I will make this tunic again in a lighterweight fabric that is more flowy as that is how it was designed. I love breaking the sewing rules now and then, don't you?

Thanks for reading, I love this top and felt warm, cozy, and if it is okay to say, confident in my new top.  As you can see, I included some 'action' shots of my favorite little buddy (my grandson Simon). He was 'helping' me decorate the Christmas tree!  

Sue :)

Friday, January 1, 2016

Happy 2016!

Sew many plans, sew many goals, sew many ideas swirling in my head...how about you?

Image result for images 2016

I'd love to hear your thoughts on 2015 and your plans for 2016!

For me, I know what I didn't do pretty clearly...
1.  Bra sewing.  Nope, didn't happen.  If I don't set a completion date, it won't happen so my goal is by 2-1-16 to have perfected the fit of at least one bra.  
2.  Quilts.  I had four in the queue.  I complete the top of one, but with that one only being halfway completed, I've got a long way to go!
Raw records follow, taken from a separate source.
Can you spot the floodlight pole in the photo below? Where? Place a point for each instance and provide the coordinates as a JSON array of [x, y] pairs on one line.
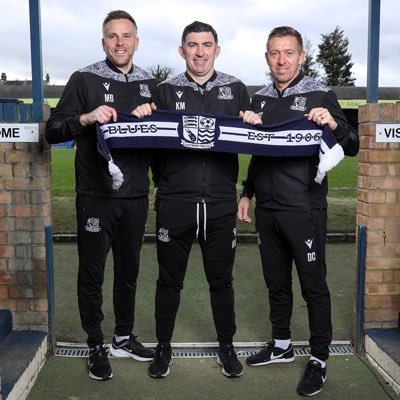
[[36, 61], [373, 51]]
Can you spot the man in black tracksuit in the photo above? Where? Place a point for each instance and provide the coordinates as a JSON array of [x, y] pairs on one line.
[[196, 197], [106, 217], [291, 208]]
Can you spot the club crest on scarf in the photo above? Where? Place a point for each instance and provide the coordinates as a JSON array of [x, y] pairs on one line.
[[198, 131]]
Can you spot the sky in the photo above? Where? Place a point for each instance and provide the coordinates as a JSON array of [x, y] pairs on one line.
[[71, 34]]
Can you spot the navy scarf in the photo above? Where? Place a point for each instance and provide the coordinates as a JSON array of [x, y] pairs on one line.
[[206, 132]]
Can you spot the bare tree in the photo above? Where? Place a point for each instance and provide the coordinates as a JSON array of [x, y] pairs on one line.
[[309, 67]]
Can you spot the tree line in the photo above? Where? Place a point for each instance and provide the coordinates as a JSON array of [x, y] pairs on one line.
[[332, 65]]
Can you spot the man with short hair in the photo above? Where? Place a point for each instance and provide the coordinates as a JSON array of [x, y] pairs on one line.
[[107, 217], [291, 208], [196, 198]]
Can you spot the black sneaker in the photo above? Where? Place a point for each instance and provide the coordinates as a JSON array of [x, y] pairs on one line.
[[313, 379], [159, 367], [99, 366], [271, 355], [227, 358], [131, 348]]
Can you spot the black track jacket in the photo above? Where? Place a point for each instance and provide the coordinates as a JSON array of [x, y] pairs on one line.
[[287, 183]]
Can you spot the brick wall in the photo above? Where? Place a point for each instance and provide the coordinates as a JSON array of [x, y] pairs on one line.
[[25, 210], [378, 208]]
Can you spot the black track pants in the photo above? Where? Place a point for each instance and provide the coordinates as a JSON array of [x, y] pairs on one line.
[[299, 236], [177, 227]]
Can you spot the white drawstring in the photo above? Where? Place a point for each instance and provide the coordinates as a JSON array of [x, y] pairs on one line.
[[198, 220]]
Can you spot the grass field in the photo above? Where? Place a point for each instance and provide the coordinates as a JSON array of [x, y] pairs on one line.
[[341, 196]]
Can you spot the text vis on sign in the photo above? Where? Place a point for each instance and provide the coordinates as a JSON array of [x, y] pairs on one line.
[[387, 133]]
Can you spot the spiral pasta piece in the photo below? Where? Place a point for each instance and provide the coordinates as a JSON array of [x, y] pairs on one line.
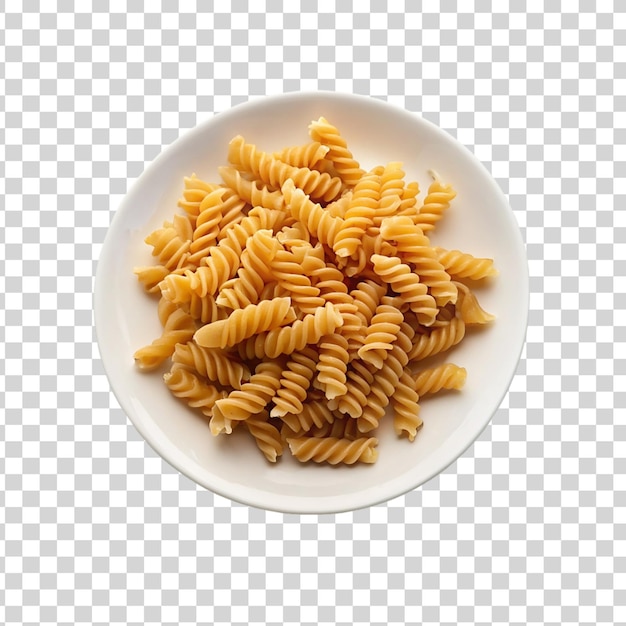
[[438, 340], [178, 327], [380, 335], [294, 337], [275, 173], [359, 216], [207, 225], [243, 323], [332, 450], [414, 247], [332, 365], [359, 379], [408, 200], [462, 265], [391, 192], [168, 247], [289, 274], [183, 383], [339, 207], [329, 280], [468, 308], [251, 192], [314, 413], [385, 382], [307, 155], [294, 382], [150, 276], [320, 223], [213, 364], [407, 284], [246, 288], [434, 379], [223, 262], [435, 204], [204, 309], [251, 399], [266, 436], [338, 153], [305, 288], [194, 193], [342, 427], [406, 408]]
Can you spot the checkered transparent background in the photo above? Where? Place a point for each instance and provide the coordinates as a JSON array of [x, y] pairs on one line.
[[529, 526]]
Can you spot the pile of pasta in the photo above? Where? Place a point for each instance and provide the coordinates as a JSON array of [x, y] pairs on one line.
[[300, 295]]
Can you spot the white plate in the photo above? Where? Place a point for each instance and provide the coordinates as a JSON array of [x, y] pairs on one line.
[[479, 221]]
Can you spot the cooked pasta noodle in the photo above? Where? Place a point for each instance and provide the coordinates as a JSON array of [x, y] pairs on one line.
[[299, 296]]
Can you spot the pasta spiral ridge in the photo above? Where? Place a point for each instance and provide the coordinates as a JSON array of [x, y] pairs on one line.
[[178, 327], [342, 159], [438, 340], [204, 309], [314, 413], [290, 275], [320, 223], [183, 383], [329, 280], [380, 334], [414, 247], [252, 398], [150, 276], [246, 288], [194, 193], [332, 365], [383, 387], [275, 173], [288, 339], [223, 262], [391, 191], [435, 204], [168, 247], [233, 211], [213, 364], [294, 382], [359, 379], [332, 450], [405, 403], [342, 427], [251, 192], [359, 216], [408, 200], [244, 323], [266, 436], [468, 308], [306, 155], [207, 225], [462, 265], [404, 282], [446, 376]]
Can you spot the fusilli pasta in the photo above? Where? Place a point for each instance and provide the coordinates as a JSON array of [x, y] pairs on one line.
[[299, 295]]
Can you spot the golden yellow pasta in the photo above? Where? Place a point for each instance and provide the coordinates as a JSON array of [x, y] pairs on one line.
[[434, 379], [300, 295], [332, 450], [243, 323]]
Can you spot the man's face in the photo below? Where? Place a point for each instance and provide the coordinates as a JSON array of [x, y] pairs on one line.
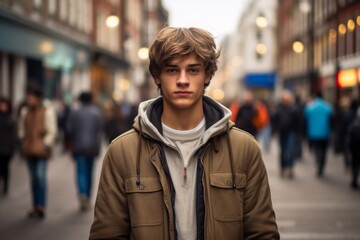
[[182, 82], [32, 100]]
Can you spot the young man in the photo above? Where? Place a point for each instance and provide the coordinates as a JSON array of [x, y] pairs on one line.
[[184, 171], [37, 132]]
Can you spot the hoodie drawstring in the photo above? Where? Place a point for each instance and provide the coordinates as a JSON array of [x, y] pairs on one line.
[[138, 183], [233, 174]]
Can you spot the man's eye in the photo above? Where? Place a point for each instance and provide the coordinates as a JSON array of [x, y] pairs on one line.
[[194, 70], [171, 70]]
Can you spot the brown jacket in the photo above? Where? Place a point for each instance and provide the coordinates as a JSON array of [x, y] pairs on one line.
[[37, 130], [134, 198]]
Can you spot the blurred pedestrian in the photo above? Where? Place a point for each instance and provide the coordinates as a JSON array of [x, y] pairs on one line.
[[262, 124], [318, 115], [300, 133], [8, 139], [37, 132], [63, 117], [246, 114], [343, 118], [286, 125], [352, 144], [85, 128], [184, 171], [117, 123]]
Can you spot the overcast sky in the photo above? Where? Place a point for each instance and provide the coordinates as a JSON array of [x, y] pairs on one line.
[[220, 17]]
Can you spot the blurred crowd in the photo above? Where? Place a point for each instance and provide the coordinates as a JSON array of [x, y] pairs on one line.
[[38, 125], [292, 122], [81, 127]]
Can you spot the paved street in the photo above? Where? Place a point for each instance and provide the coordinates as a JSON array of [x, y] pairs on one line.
[[306, 207]]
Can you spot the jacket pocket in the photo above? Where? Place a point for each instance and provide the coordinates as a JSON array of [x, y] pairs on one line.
[[145, 201], [227, 205], [227, 201]]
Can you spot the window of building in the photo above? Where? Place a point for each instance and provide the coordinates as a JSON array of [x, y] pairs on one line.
[[350, 35], [37, 3], [342, 39], [63, 9], [357, 35], [52, 7]]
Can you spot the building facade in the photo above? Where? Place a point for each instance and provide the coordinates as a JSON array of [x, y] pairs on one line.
[[68, 47], [319, 44], [251, 52]]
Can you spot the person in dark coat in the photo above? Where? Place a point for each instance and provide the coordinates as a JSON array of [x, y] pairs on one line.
[[85, 128], [352, 143], [246, 115], [7, 141], [286, 125]]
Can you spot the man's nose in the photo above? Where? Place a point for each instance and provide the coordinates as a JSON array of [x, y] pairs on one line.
[[183, 78]]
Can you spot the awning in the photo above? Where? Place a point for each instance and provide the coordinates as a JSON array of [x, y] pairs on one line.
[[261, 80]]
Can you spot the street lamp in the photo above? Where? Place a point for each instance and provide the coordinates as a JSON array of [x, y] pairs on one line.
[[112, 20], [298, 46], [261, 21]]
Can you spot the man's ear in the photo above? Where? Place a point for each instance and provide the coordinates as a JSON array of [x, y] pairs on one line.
[[207, 80], [157, 81]]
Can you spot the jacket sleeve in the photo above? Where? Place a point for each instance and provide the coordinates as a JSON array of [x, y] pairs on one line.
[[50, 126], [111, 217], [259, 216]]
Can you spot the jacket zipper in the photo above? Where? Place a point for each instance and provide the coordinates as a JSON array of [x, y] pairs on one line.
[[172, 191]]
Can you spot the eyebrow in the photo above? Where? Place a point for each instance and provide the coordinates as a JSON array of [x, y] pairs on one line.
[[190, 65]]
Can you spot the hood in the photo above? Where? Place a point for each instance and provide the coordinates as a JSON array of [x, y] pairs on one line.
[[217, 118]]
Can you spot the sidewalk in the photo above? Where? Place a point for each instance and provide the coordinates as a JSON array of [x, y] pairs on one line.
[[306, 207], [311, 208], [63, 218]]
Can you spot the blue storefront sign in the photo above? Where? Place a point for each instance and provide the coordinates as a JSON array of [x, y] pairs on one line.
[[53, 52], [260, 80]]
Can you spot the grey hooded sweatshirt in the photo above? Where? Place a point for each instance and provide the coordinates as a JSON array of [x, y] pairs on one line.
[[180, 149]]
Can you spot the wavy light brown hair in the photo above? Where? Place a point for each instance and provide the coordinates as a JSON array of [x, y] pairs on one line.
[[174, 42]]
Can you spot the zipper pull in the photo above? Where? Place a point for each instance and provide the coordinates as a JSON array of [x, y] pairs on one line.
[[185, 175]]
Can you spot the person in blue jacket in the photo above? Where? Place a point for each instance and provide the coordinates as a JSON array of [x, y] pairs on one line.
[[318, 116]]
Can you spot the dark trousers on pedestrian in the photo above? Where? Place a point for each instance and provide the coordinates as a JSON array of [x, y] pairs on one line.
[[287, 152], [37, 169], [4, 171], [84, 171], [319, 147], [355, 167]]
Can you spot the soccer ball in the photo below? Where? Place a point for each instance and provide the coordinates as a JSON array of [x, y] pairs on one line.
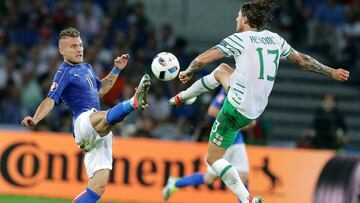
[[165, 66]]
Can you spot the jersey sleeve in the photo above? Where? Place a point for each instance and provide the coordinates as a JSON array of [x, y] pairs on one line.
[[285, 48], [97, 79], [60, 81], [232, 45]]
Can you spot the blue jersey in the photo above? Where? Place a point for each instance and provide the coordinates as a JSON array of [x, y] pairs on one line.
[[218, 101], [77, 86]]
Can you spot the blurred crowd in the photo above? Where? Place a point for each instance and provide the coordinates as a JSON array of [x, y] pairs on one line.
[[330, 27], [29, 55]]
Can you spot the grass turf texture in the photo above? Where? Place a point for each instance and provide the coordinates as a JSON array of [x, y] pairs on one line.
[[18, 199]]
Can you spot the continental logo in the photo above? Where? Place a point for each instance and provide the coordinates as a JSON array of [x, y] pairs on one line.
[[26, 164]]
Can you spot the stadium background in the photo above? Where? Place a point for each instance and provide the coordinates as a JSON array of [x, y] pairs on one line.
[[29, 58]]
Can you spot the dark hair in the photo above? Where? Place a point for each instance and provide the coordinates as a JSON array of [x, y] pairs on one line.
[[69, 32], [259, 13]]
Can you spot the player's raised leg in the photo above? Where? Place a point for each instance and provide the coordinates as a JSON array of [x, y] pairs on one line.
[[205, 84], [223, 134], [96, 187], [103, 121]]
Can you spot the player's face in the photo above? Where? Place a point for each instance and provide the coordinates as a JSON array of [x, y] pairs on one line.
[[240, 21], [72, 49]]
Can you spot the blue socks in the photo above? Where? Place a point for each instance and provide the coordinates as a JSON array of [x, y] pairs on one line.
[[194, 179], [87, 196], [118, 112]]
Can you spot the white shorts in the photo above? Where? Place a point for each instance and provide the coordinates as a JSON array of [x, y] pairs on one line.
[[98, 149], [237, 156]]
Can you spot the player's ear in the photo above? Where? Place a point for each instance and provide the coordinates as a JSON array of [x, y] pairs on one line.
[[245, 20], [61, 50]]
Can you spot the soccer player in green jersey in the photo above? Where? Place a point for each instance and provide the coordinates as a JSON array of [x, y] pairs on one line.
[[257, 53]]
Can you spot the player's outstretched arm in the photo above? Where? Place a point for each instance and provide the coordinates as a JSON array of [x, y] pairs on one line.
[[199, 62], [310, 64], [108, 82], [43, 110]]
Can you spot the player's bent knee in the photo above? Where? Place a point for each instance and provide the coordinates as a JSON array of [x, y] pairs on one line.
[[209, 179], [99, 189], [210, 160]]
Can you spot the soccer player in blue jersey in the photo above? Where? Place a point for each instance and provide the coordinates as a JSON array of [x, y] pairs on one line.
[[235, 154], [76, 84]]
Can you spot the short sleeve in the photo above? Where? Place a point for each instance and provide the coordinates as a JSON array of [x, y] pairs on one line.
[[97, 79], [232, 45], [285, 48], [60, 81]]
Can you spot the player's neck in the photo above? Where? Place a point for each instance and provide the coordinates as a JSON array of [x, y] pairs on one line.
[[70, 63], [248, 28]]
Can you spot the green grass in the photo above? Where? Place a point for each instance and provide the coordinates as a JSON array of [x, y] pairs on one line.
[[18, 199]]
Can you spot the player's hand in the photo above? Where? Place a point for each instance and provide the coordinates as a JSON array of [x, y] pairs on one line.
[[185, 76], [340, 74], [28, 121], [121, 61]]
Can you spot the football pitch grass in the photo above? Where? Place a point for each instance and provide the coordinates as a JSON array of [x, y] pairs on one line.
[[22, 199]]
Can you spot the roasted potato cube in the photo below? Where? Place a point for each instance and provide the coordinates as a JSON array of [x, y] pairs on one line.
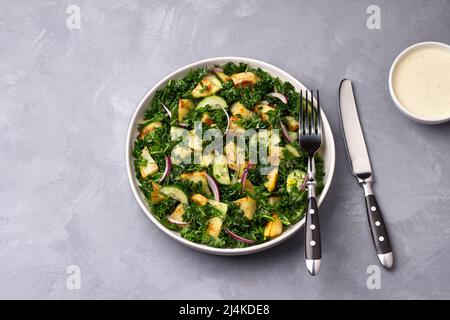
[[150, 168], [155, 196], [239, 109], [244, 79], [248, 206], [273, 228], [248, 186], [272, 177], [197, 177], [292, 123], [263, 109], [206, 119], [274, 200], [178, 213], [199, 199], [222, 76], [149, 128], [207, 87], [184, 106]]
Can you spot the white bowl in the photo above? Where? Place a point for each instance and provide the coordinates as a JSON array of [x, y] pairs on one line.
[[327, 151], [391, 87]]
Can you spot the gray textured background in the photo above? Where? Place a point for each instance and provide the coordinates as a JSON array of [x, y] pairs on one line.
[[67, 97]]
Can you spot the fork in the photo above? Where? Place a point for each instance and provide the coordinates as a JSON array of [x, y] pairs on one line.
[[310, 138]]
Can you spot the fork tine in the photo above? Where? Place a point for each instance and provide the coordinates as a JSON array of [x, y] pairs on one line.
[[307, 116], [319, 120], [313, 114], [302, 123]]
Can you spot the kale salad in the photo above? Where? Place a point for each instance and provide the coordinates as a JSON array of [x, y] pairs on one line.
[[229, 197]]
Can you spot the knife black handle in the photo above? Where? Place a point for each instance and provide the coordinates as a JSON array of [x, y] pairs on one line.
[[313, 251], [378, 230]]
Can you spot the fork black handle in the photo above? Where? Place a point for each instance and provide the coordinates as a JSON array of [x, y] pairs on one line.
[[313, 251]]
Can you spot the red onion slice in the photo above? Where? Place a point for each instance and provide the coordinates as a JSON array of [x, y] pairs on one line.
[[167, 111], [244, 175], [285, 133], [214, 187], [228, 120], [279, 96], [178, 223], [238, 238], [167, 169]]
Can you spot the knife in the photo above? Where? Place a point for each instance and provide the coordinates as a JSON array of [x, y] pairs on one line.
[[360, 163]]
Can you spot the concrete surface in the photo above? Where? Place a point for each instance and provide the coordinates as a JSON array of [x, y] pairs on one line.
[[67, 97]]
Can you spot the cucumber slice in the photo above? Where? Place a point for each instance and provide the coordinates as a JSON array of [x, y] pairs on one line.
[[222, 207], [220, 170], [295, 179], [215, 102], [174, 193]]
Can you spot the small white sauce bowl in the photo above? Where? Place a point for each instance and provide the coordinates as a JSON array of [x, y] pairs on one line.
[[404, 53]]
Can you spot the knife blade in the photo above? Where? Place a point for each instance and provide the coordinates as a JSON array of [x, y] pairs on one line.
[[362, 170]]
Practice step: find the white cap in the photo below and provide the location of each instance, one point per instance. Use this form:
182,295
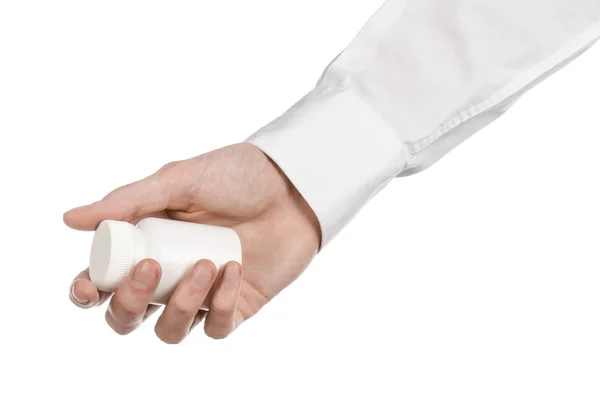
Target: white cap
112,254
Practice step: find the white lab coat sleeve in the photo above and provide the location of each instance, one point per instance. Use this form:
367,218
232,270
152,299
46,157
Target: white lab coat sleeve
417,80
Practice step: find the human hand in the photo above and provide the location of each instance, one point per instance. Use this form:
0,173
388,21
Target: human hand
236,186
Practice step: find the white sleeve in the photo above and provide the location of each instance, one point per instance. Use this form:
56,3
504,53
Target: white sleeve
419,78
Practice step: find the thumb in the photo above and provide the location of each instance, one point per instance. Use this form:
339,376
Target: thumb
125,203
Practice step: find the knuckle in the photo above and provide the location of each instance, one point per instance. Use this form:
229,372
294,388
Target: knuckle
217,332
169,167
182,309
170,338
My goal is to have the one that is almost complete done by January 31st.  

New goals (and completion dates!),  As a friend once so logically said, "A goal without a completion date is just a wish."  Well said!!
1.  Find the perfect blouse pattern.  After finding it, create the perfect white blouse by June 1st  It is about time!
2.  Work on tailoring techniques such as with a channel type jacket.  Completion date is March 1st.  
3.  Finish at least one additional quilt in the queue.  With three additional kits, this must be done by September 30th.
4.  This goal is reserved for after completing these three new goals plus the two from last year.  If I complete all these, which I sincerely hope to, then I consider a new goal very appropriate!

Happy sewing all!  I love hearing from you so please let me know your thoughts!